Planning Director David Maloney outlined a comprehensive approach regarding the 2023 Comprehensive Plan update and explained how county officials will gather a variety of opinions and suggestions surrounding important issues that will be addressed in the revisions at a board of supervisors meeting earlier this month.
Updating and revising the plan involves a long process that began last month and will continue until an updated version is approved in the summer of 2023.
Like all localities in the Commonwealth, Hanover is required to update the plan every five years. The county’s last update of what is considered a blueprint for growth and development was completed in 2017.
“We believe we have developed a very comprehensive schedule as well as process for reviewing and updating this plan,” Maloney said.
Maloney introduced consultant Will Cockrell, who will head the project. Cockrell is currently assisting with comp plan updates in Henrico County and Ashland and has a local connection to the project; he graduated from Patrick Henry High School.
“It’s a pleasure to be back home,” Cockrell said. “It’s nice to come back home and have this opportunity.”
He said naming project leaders and presenting a proposed timeline for community engagement and review are the first steps in the process.

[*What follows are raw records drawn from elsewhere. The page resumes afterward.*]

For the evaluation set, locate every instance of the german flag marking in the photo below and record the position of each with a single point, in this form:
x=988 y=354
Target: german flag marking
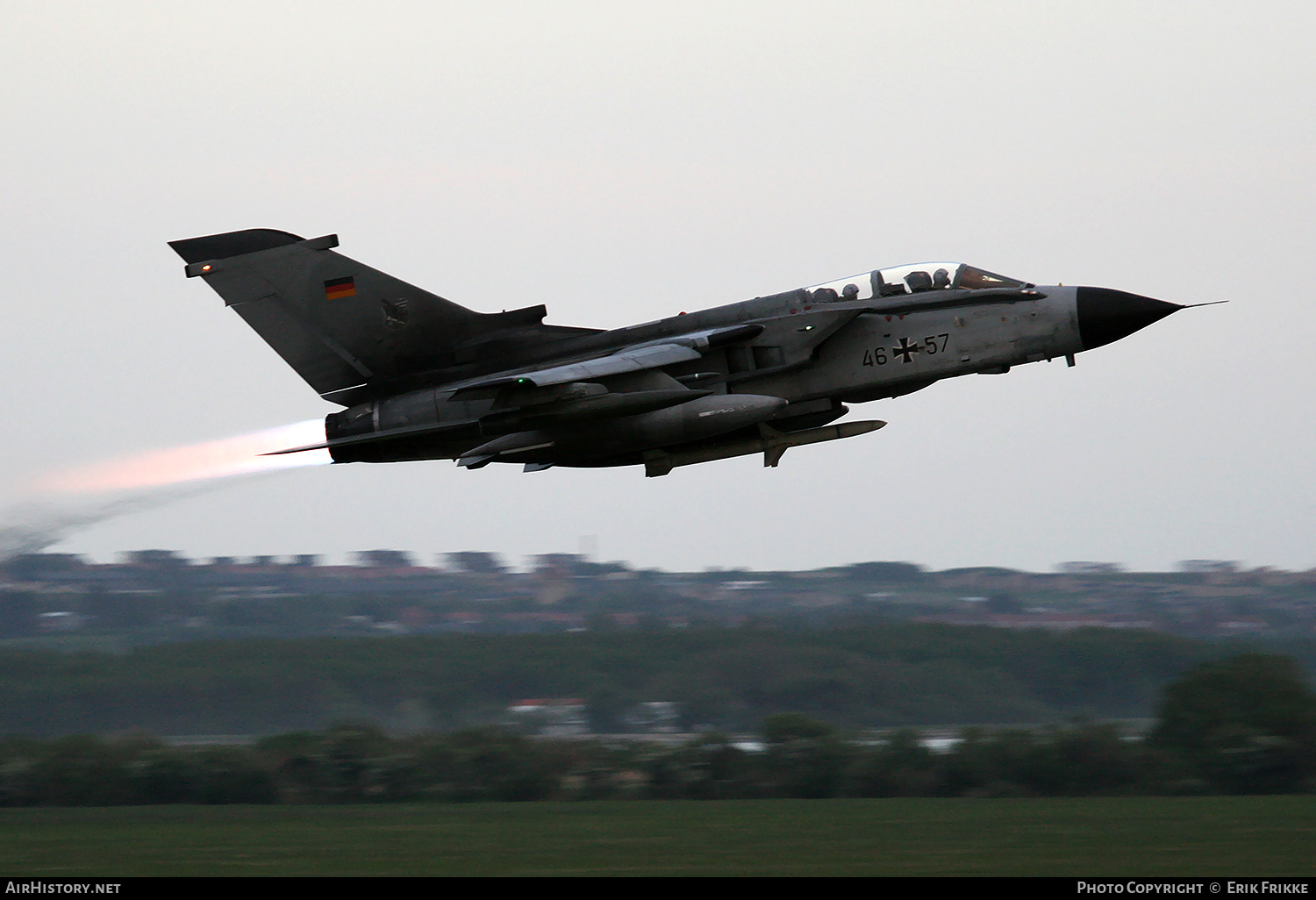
x=340 y=289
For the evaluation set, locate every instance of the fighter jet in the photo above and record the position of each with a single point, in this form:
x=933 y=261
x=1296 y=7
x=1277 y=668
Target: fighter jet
x=424 y=378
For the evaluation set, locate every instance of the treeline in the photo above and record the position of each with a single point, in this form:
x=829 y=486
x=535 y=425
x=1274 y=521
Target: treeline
x=1245 y=725
x=866 y=675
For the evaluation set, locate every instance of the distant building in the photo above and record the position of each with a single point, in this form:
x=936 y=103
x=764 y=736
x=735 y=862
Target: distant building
x=655 y=718
x=1091 y=568
x=550 y=718
x=384 y=558
x=1207 y=566
x=474 y=562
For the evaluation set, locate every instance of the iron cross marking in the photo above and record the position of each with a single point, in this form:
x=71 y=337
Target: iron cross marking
x=905 y=350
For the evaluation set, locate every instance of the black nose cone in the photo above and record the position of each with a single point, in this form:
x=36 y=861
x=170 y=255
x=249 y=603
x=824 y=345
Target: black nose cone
x=1105 y=315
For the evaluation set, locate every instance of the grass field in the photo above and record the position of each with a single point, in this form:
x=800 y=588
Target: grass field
x=1134 y=836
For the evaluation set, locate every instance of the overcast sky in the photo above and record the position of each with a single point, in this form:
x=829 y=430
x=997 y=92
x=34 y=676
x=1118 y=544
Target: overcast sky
x=621 y=162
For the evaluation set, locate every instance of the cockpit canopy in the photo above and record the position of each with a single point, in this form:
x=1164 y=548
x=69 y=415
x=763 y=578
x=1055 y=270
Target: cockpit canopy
x=911 y=279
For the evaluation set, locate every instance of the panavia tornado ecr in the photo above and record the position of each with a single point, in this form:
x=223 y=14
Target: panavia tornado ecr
x=423 y=378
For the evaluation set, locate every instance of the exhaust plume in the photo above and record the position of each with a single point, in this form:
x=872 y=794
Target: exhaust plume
x=68 y=500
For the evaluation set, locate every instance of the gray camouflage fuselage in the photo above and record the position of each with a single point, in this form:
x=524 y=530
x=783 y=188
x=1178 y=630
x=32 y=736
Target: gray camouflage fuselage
x=426 y=379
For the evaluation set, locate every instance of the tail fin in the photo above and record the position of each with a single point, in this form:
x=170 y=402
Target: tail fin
x=347 y=328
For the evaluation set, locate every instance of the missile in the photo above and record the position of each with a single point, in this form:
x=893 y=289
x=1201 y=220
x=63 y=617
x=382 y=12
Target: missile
x=770 y=442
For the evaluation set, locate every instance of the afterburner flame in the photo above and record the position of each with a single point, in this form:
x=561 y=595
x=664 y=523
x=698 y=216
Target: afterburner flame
x=197 y=462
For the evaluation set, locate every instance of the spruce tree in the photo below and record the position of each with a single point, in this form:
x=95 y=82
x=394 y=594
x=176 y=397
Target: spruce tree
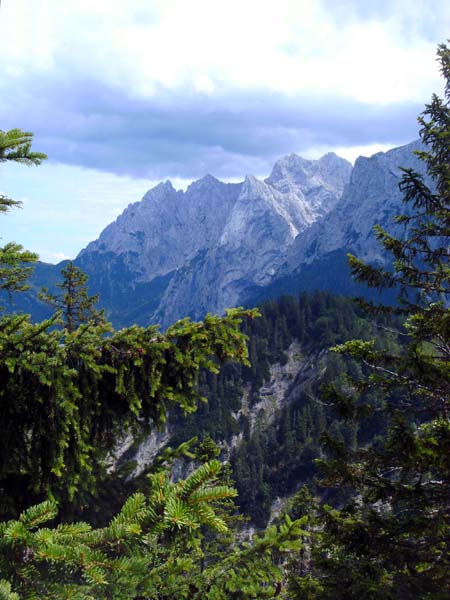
x=74 y=302
x=392 y=538
x=15 y=146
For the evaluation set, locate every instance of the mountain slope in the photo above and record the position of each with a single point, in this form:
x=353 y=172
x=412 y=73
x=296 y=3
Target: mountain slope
x=186 y=253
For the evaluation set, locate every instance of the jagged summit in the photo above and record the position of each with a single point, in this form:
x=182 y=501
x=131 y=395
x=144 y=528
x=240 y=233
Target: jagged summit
x=217 y=245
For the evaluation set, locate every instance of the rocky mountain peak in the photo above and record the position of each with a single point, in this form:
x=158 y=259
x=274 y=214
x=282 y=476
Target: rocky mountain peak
x=197 y=250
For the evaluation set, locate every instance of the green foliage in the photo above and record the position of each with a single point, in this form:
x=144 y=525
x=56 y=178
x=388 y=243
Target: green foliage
x=391 y=539
x=66 y=397
x=15 y=145
x=151 y=549
x=76 y=305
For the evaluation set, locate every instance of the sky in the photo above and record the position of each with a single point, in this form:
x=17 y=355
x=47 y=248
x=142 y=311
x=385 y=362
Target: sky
x=122 y=94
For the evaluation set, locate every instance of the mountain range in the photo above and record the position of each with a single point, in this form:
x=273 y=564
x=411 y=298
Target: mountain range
x=216 y=245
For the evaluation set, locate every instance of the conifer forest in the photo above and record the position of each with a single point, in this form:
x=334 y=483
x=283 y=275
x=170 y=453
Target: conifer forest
x=357 y=458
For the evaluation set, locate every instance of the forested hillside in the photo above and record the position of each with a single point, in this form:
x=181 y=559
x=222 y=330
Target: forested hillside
x=365 y=424
x=270 y=421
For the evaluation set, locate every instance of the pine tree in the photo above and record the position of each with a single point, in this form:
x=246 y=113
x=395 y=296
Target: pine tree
x=392 y=539
x=15 y=145
x=75 y=303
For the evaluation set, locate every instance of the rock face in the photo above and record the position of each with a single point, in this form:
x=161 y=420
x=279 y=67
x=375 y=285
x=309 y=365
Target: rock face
x=317 y=259
x=186 y=253
x=371 y=197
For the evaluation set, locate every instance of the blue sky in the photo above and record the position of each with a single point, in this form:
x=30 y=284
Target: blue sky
x=124 y=93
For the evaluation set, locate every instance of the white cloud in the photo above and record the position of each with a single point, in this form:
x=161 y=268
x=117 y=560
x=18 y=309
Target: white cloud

Envision Hanover is the title of the review project selected by the community development committee and seconded by the board.
Maloney said that name will be used for branding the project complete with logos and marketing images.
“We felt like it was comprehensive and conclusive,” board chair and chairman of the CDC Sean Davis said regarding the committee’s selection of the name.
The planning director outlined a plan that seeks to offer citizens numerous opportunities to have a voice in what the 2023 plan will include or revise.
“There are going to be four phases as proposed for this citizen engagement plan,” he said.
The first phase will focus on identifying needs by holding four open houses across the county and provide citizens with surveys to gather input.
“We are also going to be participating in what we refer to as drop-in events,” Maloney said. “Those could be anything from very informal encounters such as setting up a table with some information in a public location such as the library, to actually various community events where we will interact with residents.”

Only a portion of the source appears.